Prof M Nchabeleng: Site principal investigator
Maphoshane is a Microbiologist by training and has headed the department of Microbiology for the past 7 years. She has a keen interest in infection control and clinical trials. Her understanding of laboratory work and the intricacies of the science of healthcare positions the Unit in a place of advantage in the implementation and monitoring of clinical trials. She has over ten years of experience in conducting clinical trials.
Dr MP Mathebula: Site sub-investigator
Matsontso contributes many years of experience in public health and community engagement. He has worked in rural settings in community facilitation and development. His understanding of participant access and retention positions MeCRU in a comfortable place to conduct large studies. As a clinician himself he is able to be hands on in the conduct of clinical trials.
MS Nontando Moeketsi: Site Project coordinator
A manager with extensive laboratory experience and finance training. She has grown in the environment of clinical trials administration and management. Her ability to run a number of functions in a site the size of MeCRU has enabled the Unit to remain accountable to sponsors and staff. Nontando is able to inspire and lead teams to achieve against odds.
MeCRU employs qualified personnel based on the project requirement to make sure that the project is a success. In the course of project implementation various types of support staff are employed in a project specific position to enable the Unit to complete the project
Principal Investigator (PI)
This is the person with whom the final responsibility for the Unit lies. All studies are managed by delegated PIs under the covering of the site PI.
The Unit provides managerial support to PIs who are responsible for studies. Being in a tertiary institution with various specialists who have a clinical and teaching burden, running studies requires effective managerial support in order to be able to deliver on the studies. This service the unit provides for the benefit of the sponsors, participants and the PIs.
Socio Behavioural Scientist (SBS)
Many of the studies conducted at MeCRU have a socio-behavioural component. The Unit is able to provide the support necessary to conduct this aspect of the studies.
Medical Officers (MO)
They constitute the core staff at the Unit. By their nature clinical trials require that patients be examined and/or some medical aspect of engagement be conducted that requires a medical officer. Medical officers at MeCRU have Good clinical practice training and insurance to conduct clinical trials.
Study Coordinator (SC)
Regulatory compliance and the monitoring of studies are managed by the study coordinator(s). This roles is delegated to an experienced and competent person who also forms part of the core team at the Unit.
Quality Control Officer (QCO)
This role is one that is played by a competent officer with experience. It constitutes a critical part of the study and is closely monitored by the monitors from clinical trial monitoring organisations. This ensures that the studies produce quality data.

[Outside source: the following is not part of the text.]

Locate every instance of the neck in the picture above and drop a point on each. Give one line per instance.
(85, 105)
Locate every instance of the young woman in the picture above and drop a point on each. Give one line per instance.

Community Liaison Officer (CLO)
The competence of MeCRU to mobilize and get community support constitutes a key element in the conduct of clinical trials.
Medical Laboratory Manager (MLM)
To run a certified laboratory with requirements that meet sponsor expectations and ensure accurate reporting of results and liaison with other laboratories MeCRU has as part of core staff a manager of the MeCRU laboratory.
Research Pharmacist (RP)
The MeCRU pharmacy is licenced as a pharmacy to handle both investigational product and medicines under the leadership of a pharmacist. Pharmacists are also employed as per trial requirement as project linked employees.